Die Chilbi in Uster ist für viele ein fester Bestandteil des Herbstes. Fahrgeschäfte, lachende Kinder und eine ausgelassene Stimmung prägen das Bild. Für Marco Gottardi, dessen Familie seit über 80 Jahren im Schaustellergewerbe tätig ist, ist ein Herbst ohne dieses bunte Treiben undenkbar. Er und seine Familie sind tief mit der Tradition der Jahrmärkte verbunden und tragen massgeblich zu ihrer Gestaltung bei.
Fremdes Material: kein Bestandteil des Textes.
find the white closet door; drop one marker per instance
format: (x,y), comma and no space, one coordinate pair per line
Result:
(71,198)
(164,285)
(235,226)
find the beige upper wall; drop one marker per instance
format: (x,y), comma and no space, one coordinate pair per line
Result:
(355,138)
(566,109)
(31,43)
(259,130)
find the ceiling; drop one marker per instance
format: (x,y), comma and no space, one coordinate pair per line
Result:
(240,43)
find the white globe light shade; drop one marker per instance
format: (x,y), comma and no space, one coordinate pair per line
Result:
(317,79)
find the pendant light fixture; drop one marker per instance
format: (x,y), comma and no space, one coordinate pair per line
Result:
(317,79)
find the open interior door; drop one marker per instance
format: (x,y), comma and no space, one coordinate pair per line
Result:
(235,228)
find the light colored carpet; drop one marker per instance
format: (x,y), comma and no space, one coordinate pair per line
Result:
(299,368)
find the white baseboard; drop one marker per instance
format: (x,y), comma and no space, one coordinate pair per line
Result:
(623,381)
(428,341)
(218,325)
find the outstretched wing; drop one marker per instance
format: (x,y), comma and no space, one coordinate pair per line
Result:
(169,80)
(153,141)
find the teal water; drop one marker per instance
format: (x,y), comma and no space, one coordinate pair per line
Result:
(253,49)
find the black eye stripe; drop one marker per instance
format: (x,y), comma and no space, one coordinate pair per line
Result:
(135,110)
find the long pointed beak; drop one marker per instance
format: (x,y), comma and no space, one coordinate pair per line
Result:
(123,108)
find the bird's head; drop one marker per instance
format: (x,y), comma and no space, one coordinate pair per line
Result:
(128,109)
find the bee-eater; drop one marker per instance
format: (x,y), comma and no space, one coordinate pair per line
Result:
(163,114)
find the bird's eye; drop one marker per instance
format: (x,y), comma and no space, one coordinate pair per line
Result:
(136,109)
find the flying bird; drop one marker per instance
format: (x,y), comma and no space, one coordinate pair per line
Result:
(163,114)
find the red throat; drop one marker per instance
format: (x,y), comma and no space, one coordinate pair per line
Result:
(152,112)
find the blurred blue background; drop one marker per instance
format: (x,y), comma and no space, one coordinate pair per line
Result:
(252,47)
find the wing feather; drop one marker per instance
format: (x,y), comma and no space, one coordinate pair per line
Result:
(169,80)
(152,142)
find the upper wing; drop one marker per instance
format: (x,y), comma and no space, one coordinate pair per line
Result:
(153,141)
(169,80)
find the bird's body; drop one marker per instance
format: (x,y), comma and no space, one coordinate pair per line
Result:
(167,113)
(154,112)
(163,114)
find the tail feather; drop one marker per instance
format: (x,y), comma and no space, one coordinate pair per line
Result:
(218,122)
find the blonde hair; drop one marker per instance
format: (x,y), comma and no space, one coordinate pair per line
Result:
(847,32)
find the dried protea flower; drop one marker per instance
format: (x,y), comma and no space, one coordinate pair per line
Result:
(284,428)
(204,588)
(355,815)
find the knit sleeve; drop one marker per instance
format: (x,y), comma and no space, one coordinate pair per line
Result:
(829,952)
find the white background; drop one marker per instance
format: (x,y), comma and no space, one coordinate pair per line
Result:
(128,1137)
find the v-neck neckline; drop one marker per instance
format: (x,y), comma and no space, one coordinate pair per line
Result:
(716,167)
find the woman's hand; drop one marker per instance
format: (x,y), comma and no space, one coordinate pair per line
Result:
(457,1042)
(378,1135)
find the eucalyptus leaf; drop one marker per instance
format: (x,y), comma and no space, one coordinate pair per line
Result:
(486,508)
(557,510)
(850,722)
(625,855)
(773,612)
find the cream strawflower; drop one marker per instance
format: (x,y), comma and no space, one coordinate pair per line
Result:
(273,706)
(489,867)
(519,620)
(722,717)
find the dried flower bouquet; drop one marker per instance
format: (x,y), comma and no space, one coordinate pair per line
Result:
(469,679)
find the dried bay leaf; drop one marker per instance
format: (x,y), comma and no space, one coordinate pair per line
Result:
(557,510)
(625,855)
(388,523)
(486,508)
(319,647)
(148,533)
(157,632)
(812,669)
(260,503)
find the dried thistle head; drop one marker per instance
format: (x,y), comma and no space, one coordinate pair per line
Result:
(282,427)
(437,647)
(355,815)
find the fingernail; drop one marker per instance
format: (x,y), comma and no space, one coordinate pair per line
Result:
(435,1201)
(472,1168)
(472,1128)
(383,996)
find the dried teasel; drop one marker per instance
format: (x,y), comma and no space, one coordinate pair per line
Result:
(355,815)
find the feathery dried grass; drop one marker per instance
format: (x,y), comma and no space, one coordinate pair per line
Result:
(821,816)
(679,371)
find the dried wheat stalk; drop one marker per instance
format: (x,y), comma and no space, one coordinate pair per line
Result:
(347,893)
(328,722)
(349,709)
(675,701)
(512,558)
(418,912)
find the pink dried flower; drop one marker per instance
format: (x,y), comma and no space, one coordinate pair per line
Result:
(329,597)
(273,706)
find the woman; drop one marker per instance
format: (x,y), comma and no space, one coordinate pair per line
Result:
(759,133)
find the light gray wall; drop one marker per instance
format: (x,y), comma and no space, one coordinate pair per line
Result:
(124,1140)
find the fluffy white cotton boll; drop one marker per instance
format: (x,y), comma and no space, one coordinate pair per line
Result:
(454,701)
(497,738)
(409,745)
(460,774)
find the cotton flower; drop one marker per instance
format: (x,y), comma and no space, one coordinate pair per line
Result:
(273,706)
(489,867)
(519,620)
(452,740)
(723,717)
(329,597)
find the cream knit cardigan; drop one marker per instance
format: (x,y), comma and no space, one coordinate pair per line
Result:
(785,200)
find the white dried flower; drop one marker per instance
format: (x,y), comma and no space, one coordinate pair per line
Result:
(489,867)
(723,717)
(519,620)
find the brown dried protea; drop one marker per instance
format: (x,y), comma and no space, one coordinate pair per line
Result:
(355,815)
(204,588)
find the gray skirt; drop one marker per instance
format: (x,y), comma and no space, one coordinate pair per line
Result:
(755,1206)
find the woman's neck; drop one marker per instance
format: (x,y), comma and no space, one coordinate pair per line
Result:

An diesem Abend, kurz vor 18:00 Uhr, eilt Marco Gottardi mit seinen charakteristischen Cowboy-Stiefeln zur Autoscooter-Halle auf der Ustermer Chilbi. Dort betritt er seinen Kommandoposten und ergreift das Mikrofon. Mit energischer Stimme zählt er herunter: «Drei, zwei, eins: So, Leute von heute. Einsteigen, Fahrbahn frei, die Reise beginnt, los gehts!» Dieser Ruf markiert den offiziellen Beginn des Fahrspasses und leitet eine weitere Stunde voller Adrenalin und Freude ein.
Wichtige Punkte
- Marco Gottardi führt eine über 80-jährige Familientradition im Schaustellergewerbe fort.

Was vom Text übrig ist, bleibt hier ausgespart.